Yes, I'm the new girl. The new girl to blogging and to Lexington, KY. I've had a bit of new-girl syndrome since moving here in April of this year. I'm sure you're familiar, the girl wondering around the grocery store trying to find the juice boxes while attempting to keep a smile on her face. You never know what prospective friend you might run into at the grocery store, right? God forbid she see me trying to keep my kids wrangled in the cart or dropping a can of green beans on my toe. Yup, that's me- The New Girl.
Exploring this new city has been fun. Lex is rated #5 on Parenting Magazine's 2010 list of best cities for families. People have seemed genuinely welcoming here as well. While I am enjoying the thrill of experiencing new places and new people, I must admit the mommy guilt along with an enormous case of homesickness has taken over my very being.
Mommy guilt has been a regular in my flash cards of life since the day I gave birth to my oldest, Dominick. It's in the same stack with the grass is greener card and the I should be a better (insert noun here) cards. Mommy guilt seems to be popping up a lot more lately. I feel guilty for having 3/4 of their toys in storage while we house-hunt. I feel guilty for tearing them away from their friends and insisting they make new. I feel guilty for being a ball of emotion in front of them. The list goes on and on....

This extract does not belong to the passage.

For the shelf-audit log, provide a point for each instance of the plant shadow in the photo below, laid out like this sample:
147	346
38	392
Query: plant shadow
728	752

Homesickness is a new one for me. Sure, I've had the occasional pangs when I was away at camp as a kid or on a long trip. This case has got to be one for the record books people. I've never lived anywhere but OH. I've never lived more than an hour's drive from those I love most. I somehow expected these homesick feelings to be coming from my kids and not from me. Silly new girl. I'm the one having the crying outbursts, temper tantrums and retail therapy sessions. I won't even go into how all this homesickness nonsense plays into the mommy guilt.....

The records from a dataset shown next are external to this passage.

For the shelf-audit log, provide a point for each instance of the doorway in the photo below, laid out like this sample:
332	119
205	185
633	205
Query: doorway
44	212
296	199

The new-girl syndrome has got to go. I will no longer attempt to push the box of Hamburger Helper to the bottom of the cart or hide the fact that I'm bribing my newly potty trained daughter not to pee her pants while we shop at Kohls. I am who I am, and I can only do what I can do. I am a mommy with guilt but also a mommy with an endless amount of love to give. I can do this homesickness while continuing to adjust to this new place. So prospective friends, I may not be smiling the second we meet, but know I've got a friendship flashcard in my stack just for you....that is, if you can get past the crying outbursts and temper tantrums of course.